简体   繁体   English

在Google AppEngine上使用urllib2导致服务器错误

[英]Server error with using urllib2 on Google AppEngine

I am unsure why hosting this simple code on Google AppEngine returns a server error when any query is submitted to the form. 我不确定为什么在将任何查询提交到表单时在Google AppEngine上托管此简单代码都会返回服务器错误。 The problem seems to be with the line html = urllib2.urlopen(" http://google.com/search?q= " + q).read() as the code works fine without it. 问题似乎出在html = urllib2.urlopen(“ http://google.com/search?q= ” + q).read()这行,因为没有它,代码可以正常工作。

import webapp2
import urllib2


form="""
<form action="/process">
    <input name="q">
    <input type="submit">
</form>
"""


class MainHandler(webapp2.RequestHandler):
    def get(self):
        self.response.out.write(form)


class ProcessHandler(webapp2.RequestHandler):
    def get(self):
        q = self.request.get("q")
        html = urllib2.urlopen("http://google.com/search?q=" + q).read()
        self.response.out.write(html)


app = webapp2.WSGIApplication([('/', MainHandler),
                               ('/process', ProcessHandler)],
                               debug=True)

This is the error returned: 这是返回的错误:

Error: Server Error
The server encountered an error and could not complete your request.

If the problem persists, please report your problem and mention this error message and the query that caused it.

Probably www.google.com doesn't accept this kind of direct connections, canceling connections from a particular user agent. www.google.com可能不接受这种直接连接,因此会取消来自特定用户代理的连接。 In a simple python environment, you could change the user-agent string, but I think it's not possible to do that through google app engine. 在简单的python环境中,您可以更改用户代理字符串,但我认为无法通过Google App引擎来做到这一点。

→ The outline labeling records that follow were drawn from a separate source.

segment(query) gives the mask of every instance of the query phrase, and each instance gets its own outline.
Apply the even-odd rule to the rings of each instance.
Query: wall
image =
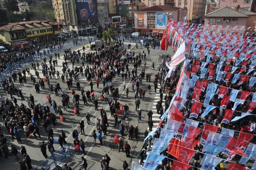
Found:
[[[215,25],[221,25],[222,26],[225,27],[227,26],[230,26],[232,27],[240,26],[246,26],[246,22],[247,21],[247,17],[239,17],[237,21],[230,21],[229,22],[225,22],[225,21],[223,21],[223,17],[215,17],[216,20],[220,20],[220,22],[216,22]],[[209,20],[210,17],[206,17],[205,20],[205,24],[208,25]],[[231,19],[232,20],[232,19]]]
[[[252,2],[253,0],[252,0]],[[222,9],[229,7],[237,7],[240,5],[240,8],[251,7],[252,3],[250,4],[244,4],[243,0],[237,0],[237,2],[234,2],[234,0],[220,0],[219,3],[219,9]]]

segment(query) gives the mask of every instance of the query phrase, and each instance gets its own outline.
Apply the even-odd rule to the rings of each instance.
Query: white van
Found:
[[[8,50],[5,49],[5,48],[3,46],[0,46],[0,51],[3,52],[8,52]]]

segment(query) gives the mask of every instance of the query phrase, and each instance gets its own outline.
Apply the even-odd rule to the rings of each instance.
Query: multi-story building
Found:
[[[15,14],[22,14],[26,12],[26,11],[30,11],[30,6],[27,2],[25,1],[17,1],[18,2],[19,11],[14,11],[13,13]]]
[[[208,0],[206,2],[206,7],[205,8],[205,14],[209,14],[218,10],[219,8],[219,3],[216,0]]]
[[[187,20],[189,22],[201,23],[206,6],[206,0],[176,0],[175,7],[188,10]]]
[[[186,9],[170,5],[155,5],[134,13],[135,31],[158,33],[164,33],[168,19],[182,21],[187,15]]]
[[[0,27],[0,39],[12,44],[20,40],[46,42],[61,33],[61,23],[33,21],[10,23]]]
[[[256,12],[256,0],[219,0],[219,9],[237,7],[253,12]]]
[[[108,10],[109,14],[117,13],[117,1],[116,0],[109,0],[108,2]]]
[[[77,1],[53,0],[52,2],[56,20],[63,24],[64,30],[78,33],[90,33],[93,30],[92,25],[88,22],[79,23]],[[108,1],[98,0],[97,7],[98,23],[101,25],[108,23]],[[97,23],[94,24],[97,25]]]
[[[101,25],[108,24],[108,1],[97,0],[98,22]]]
[[[0,0],[0,9],[7,10],[5,4],[5,0]],[[19,7],[19,11],[14,11],[13,13],[14,14],[22,14],[26,12],[27,10],[28,11],[30,11],[30,6],[27,2],[24,0],[17,0],[18,5]]]
[[[205,25],[252,28],[255,26],[256,13],[239,7],[225,7],[210,13],[205,17]],[[244,27],[241,31],[245,30]]]

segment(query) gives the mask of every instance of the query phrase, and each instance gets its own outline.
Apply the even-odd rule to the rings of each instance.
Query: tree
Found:
[[[6,10],[0,9],[0,22],[7,22],[7,14]]]
[[[5,4],[6,8],[11,12],[20,11],[16,0],[5,0]]]
[[[108,28],[107,30],[103,32],[103,36],[104,40],[106,41],[106,43],[107,43],[108,39],[109,41],[109,43],[111,42],[111,39],[115,40],[117,36],[118,33],[117,31],[113,28]]]

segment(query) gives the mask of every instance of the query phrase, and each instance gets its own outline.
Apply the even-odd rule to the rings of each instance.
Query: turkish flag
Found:
[[[203,85],[203,81],[197,81],[196,83],[196,85],[195,86],[195,89],[201,90]]]
[[[246,168],[244,166],[239,165],[232,162],[230,162],[226,170],[246,170]]]
[[[229,123],[230,120],[231,120],[232,116],[233,115],[234,113],[235,110],[232,110],[231,109],[226,109],[225,110],[225,115],[222,119],[222,122],[220,124],[224,123],[225,124],[228,124]]]
[[[232,74],[230,72],[228,72],[226,73],[226,80],[225,80],[226,81],[228,81],[230,79],[230,77],[231,77],[231,75],[232,75]]]
[[[250,103],[249,103],[249,107],[248,108],[248,110],[247,110],[247,113],[250,113],[253,110],[256,108],[256,102],[251,102]]]
[[[220,102],[220,108],[225,109],[226,105],[229,104],[230,100],[230,97],[228,96],[224,96]]]
[[[225,68],[224,68],[224,69],[223,72],[228,73],[229,72],[229,71],[230,68],[230,66],[226,65],[225,66]]]
[[[198,102],[199,99],[199,96],[200,96],[202,90],[201,89],[194,89],[193,96],[192,96],[193,102]]]
[[[245,100],[247,98],[248,96],[251,94],[251,92],[241,91],[241,96],[240,99]]]
[[[173,160],[171,170],[188,170],[191,166]]]
[[[199,112],[201,110],[201,108],[202,107],[202,105],[203,104],[203,103],[202,103],[194,102],[193,104],[192,104],[192,108],[191,109],[190,115],[189,116],[189,118],[197,118],[198,115],[199,115]]]
[[[219,98],[223,97],[223,96],[226,94],[226,92],[229,90],[229,88],[223,86],[219,86]]]
[[[214,69],[208,69],[209,70],[209,75],[208,75],[208,79],[212,80],[213,78],[213,75],[215,73],[215,70]]]
[[[196,66],[193,66],[192,67],[192,70],[191,71],[191,73],[195,74],[196,73],[196,71],[197,71],[197,68],[198,67]]]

Google is returning a 403 to your search string Google向您的搜索字符串返回403

>>> import urllib2
>>> html = urllib2.urlopen("http://google.com/search?q=Test").read()
Traceback (most recent call last):
  File "<stdin>", line 1, in <module>
  File "/usr/lib/python2.7/urllib2.py", line 127, in urlopen
    return _opener.open(url, data, timeout)
  File "/usr/lib/python2.7/urllib2.py", line 410, in open
    response = meth(req, response)
  File "/usr/lib/python2.7/urllib2.py", line 523, in http_response
    'http', request, response, code, msg, hdrs)
  File "/usr/lib/python2.7/urllib2.py", line 442, in error
    result = self._call_chain(*args)
  File "/usr/lib/python2.7/urllib2.py", line 382, in _call_chain
    result = func(*args)
  File "/usr/lib/python2.7/urllib2.py", line 629, in http_error_302
    return self.parent.open(new, timeout=req.timeout)
  File "/usr/lib/python2.7/urllib2.py", line 410, in open
    response = meth(req, response)
  File "/usr/lib/python2.7/urllib2.py", line 523, in http_response
    'http', request, response, code, msg, hdrs)
  File "/usr/lib/python2.7/urllib2.py", line 448, in error
    return self._call_chain(*args)
  File "/usr/lib/python2.7/urllib2.py", line 382, in _call_chain
    result = func(*args)
  File "/usr/lib/python2.7/urllib2.py", line 531, in http_error_default
    raise HTTPError(req.get_full_url(), code, msg, hdrs, fp)
urllib2.HTTPError: HTTP Error 403: Forbidden

This works however: 但是,这可行:

html = urllib2.urlopen(" http://google.com ").read() html = urllib2.urlopen(“ http://google.com ”).read()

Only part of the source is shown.